La Guemara développe : À propos de quel cas du premier chapitre Rabbi Yehoshua a-t-il fait sa déclaration ? Si vous dites qu’il s’agit de ce cas (13a) : Si une femme célibataire était enceinte, et que des gens lui ont dit : Quelle est la nature de ce fœtus ?, et elle leur dit : Il est d’un homme appelé untel, et il est prêtre, Rabban Gamliel et Rabbi Eliezer disent : Elle est jugée crédible, et Rabbi Yehoshua dit : ce n’est pas sur la base de la déclaration sortant de sa bouche que nous conduisons nos vies. Là, quel miggo y a-t-il qui confère de la crédibilité à son affirmation ? Dans ce cas, son ventre est entre ses dents, c’est-à-dire que sa grossesse est manifeste, et par conséquent elle n’a pas la possibilité de faire l’affirmation plus avantageuse selon laquelle elle n’a pas eu de rapports sexuels.

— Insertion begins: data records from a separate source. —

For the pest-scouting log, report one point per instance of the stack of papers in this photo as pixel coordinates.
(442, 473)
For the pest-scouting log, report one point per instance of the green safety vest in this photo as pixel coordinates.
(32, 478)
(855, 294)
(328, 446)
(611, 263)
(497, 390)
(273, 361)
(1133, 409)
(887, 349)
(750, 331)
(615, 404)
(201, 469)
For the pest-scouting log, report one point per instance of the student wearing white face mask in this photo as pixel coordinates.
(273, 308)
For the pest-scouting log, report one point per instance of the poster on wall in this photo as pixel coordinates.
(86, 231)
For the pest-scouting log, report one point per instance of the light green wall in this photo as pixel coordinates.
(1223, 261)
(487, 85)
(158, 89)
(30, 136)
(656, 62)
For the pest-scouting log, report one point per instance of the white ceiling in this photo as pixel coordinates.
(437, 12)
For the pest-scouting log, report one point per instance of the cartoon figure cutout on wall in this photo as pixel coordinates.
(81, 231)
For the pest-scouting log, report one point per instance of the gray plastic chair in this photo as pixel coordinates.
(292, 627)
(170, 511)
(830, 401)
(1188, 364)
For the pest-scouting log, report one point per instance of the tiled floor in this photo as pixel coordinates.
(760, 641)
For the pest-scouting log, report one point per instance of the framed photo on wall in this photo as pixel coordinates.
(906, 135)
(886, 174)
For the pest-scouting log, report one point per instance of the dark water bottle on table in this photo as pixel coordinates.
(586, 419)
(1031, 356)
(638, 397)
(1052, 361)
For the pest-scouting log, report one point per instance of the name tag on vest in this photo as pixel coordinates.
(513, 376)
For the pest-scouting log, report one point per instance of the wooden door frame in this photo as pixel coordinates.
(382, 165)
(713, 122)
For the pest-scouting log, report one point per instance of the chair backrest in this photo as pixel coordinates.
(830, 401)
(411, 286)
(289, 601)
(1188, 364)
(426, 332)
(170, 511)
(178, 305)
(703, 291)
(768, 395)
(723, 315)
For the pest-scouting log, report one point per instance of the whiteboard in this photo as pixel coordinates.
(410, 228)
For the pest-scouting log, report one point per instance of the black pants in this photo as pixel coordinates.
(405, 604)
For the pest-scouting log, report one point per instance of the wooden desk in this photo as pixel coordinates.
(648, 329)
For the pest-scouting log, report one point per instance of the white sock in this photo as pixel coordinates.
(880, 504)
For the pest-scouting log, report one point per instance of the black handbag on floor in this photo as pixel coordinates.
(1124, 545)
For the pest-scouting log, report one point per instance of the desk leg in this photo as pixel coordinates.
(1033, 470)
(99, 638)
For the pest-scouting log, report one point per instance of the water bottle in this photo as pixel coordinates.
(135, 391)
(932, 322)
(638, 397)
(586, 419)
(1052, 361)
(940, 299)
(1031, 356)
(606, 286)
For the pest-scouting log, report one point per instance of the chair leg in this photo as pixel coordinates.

אֶלָּא אַהָא: רָאוּהָ מְדַבֶּרֶת עִם אֶחָד, וְאָמְרוּ לָהּ: ״מָה טִיבוֹ שֶׁל אִישׁ זֶה״. ״אִישׁ פְּלוֹנִי וְכֹהֵן הוּא״, רַבָּן גַּמְלִיאֵל וְרַבִּי אֱלִיעֶזֶר אוֹמְרִים: נֶאֱמֶנֶת, רַבִּי יְהוֹשֻׁעַ אוֹמֵר: לֹא מִפִּיהָ אָנוּ חַיִּין. הָתָם מַאי מִגּוֹ אִיכָּא? הָנִיחָא לִזְעֵירִי דְּאָמַר: מַאי ״מְדַבֶּרֶת״ — נִסְתְּרָה, מִגּוֹ דְּאִי בָּעֲיָא אָמְרָה לֹא נִבְעַלְתִּי, וְקָאָמְרָה נִבְעַלְתִּי — מְהֵימְנָא. אֶלָּא לְרַב אַסִּי, דְּאָמַר מַאי ״מְדַבֶּרֶת״ — נִבְעֶלֶת, מַאי מִגּוֹ אִיכָּא?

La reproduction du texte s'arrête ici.